Kementerian Pertanian Beberkan Tantangan Perkebunan Kelapa Sawit

Ilustrasi kelapa sawit/Antara
Kementerian Pertanian menyebut Indonesia memiliki luas tutupan kelapa sawit sekitar 16,38 juta hektar. Sekitar 5 juta hektar diantaranya adalah kebun milik rakyat yang membentang dari Aceh sampai ujung Papua.
“Familiar dengan kelapa sawit mayoritas adalah Sumatera, Kalimantan, namun beberapa tahun belakangan ini sudah mulai berekspansi di Sulawesi, di Merauke bahkan di pedalaman-pedalaman Papua sudah mulai dilakukan ekspansi kelapa sawit,” kata Subkoordinator Direktorat Perlindungan Perkebunan Kementerian Pertanian, Dwimas Suryanata Nugraha dalam Webinar Forum Wartawan Pertanian (Fortawan).
Dwimas menyebut beberapa tantangan yang kerap dialami perkebunan kelapa sawit di Indonesia.
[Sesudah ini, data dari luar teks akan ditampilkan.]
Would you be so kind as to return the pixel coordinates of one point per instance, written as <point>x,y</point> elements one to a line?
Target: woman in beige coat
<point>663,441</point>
Ia mengatakan luasan perkebunan kelapa sawit memang sangat luas tapi produktivitasnya masih belum memuaskan, masih banyak indikasi tumpang tindih dengan kawasan hutan, tumpang tindih dengan masyarakat, dan tumpang tindih dengan pertambangan.
Tantangan lain diantaranya adalah masih banyak usaha-usaha perkebunan yang belum dilengkapi dengan perizinan, banyaknya negative campaign, hilirisasi atau pemanfaatan produk samping kelapa sawit yang belum optimal, dan potensi sumber daya belum tergarap maksimal untuk energi seperti biohidrokarbon.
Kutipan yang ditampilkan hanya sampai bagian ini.